In the airport and throughout the ensuing days, I feel lucky to have Biss’s book in my hands. I hold it on my lap on the plane, put it on the table in front of me at a café in Minneapolis, place it next to the cutting board as I make dinner for friends who have just returned from a protest where a man in a car ran into a group of people who had stormed the highway. Biss’s book makes me feel safer amidst all the anger and confusion, not because she dismisses and dissolves a larger problem, but because she struggles throughout her book to create a language and a framework to talk about the issues of communal safety in a world where the individual is problematically valued above the society that surrounds it.

Biss’s examination of vaccination comes out of her own personal course of inquiry: “we must live the questions our children raise for us,” she says, and, in that regard, she asks herself if she should or should not vaccinate her first-born son. In the book, she quickly lands on the side of yes. This project, then, is not an exercise in cataloging the pros and cons of each side; rather, it is a serious study of why we humans are so skeptical and resistant to the idea of inoculation. Biss is persistent and relentless, coming at the center of this book from what would seem like the most unlikely of places: she addresses the ways in which we view the environment, our citizenship, trust in government, and, ultimately, the book becomes a critique of how we humans, throughout time and space, from Achilles to Dracula, from variolation of smallpox to the flu shot, from the personal to the global, have been hell-bent on separating the self from the non-self.

This book works best by giving its reader enough information and then leaving space to allow her to make her own connections to, say, Ferguson or Ebola or whatever is going on in the world at the time you are reading this review. As I tell my students, the only way to get at the broader truths is to nail down the particular ones.

So what truth is Biss revealing here? It’s tricky. As she reminds us, “knowledge is, by its nature, always incomplete.” This statement, she says, is as true for science as it is for poetry. (Here, in the same, expert breath, she calls on both Feynman and Keats.) Questions only lead to more questions, if you’re doing it right, and to pin down an argument from Biss would be to miss the entire point of the book.

Because what she’s trying to promote in these pages is an entire reworking of the ways in which we think and talk about disease, immunity, politics, war, citizenship, story, personhood. “Our understanding of immunity remains remarkably dependent on metaphor,” she says, and much of these pages are packed with the unpacking of these comparisons. For instance, in a discussion of the word germ, she says, “We use the same word for something that brings illness and something that brings growth.

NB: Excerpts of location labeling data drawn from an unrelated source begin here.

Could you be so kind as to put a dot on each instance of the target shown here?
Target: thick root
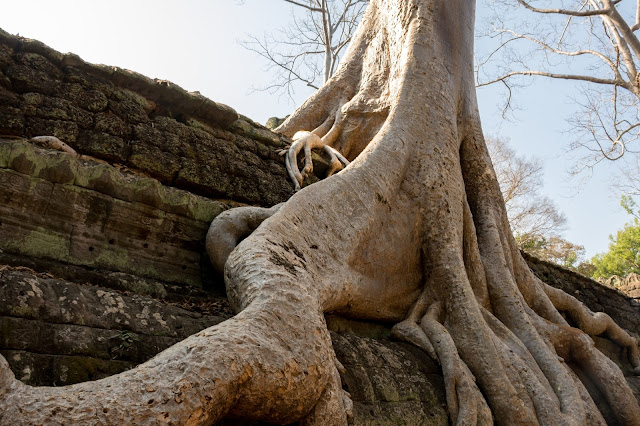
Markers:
(465, 402)
(594, 324)
(321, 137)
(229, 228)
(334, 408)
(575, 346)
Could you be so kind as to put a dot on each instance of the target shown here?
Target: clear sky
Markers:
(194, 43)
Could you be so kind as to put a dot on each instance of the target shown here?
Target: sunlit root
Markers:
(229, 228)
(465, 402)
(576, 347)
(53, 142)
(594, 324)
(321, 137)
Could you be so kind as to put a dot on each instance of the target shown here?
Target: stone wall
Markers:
(156, 165)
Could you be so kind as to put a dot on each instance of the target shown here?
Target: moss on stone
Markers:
(41, 242)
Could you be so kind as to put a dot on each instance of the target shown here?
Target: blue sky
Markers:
(194, 43)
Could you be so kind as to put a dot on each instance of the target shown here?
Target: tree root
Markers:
(323, 137)
(594, 324)
(230, 227)
(465, 402)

The root of the word being, of course, seed.”

“Metaphors,” she says later, “flow in two directions—thinking about one thing in terms of another can illuminate or obscure both.” It seems to me that Biss executes an elegant and illuminating exploration of the ways in which we can use language to promote either injustice or justice. Biss, thankfully, advocates for the latter, and she does this by opening up a space instead of closing it down. She does not say “they,” or angrily run a car into a crowd of people; instead, she reveals her own inability to come to any concrete conclusion. “In the garden of the body,” she says in her concluding pages, “we look inward and find not self, but other.” She does not pretend to know exactly what this means, to pack up the statement in a tidy bow; instead, she leaves the statement on the table, unpacked, ready for the reader to pick it up and roll it around a while, to start a conversation, entirely new and exciting and voice-giving.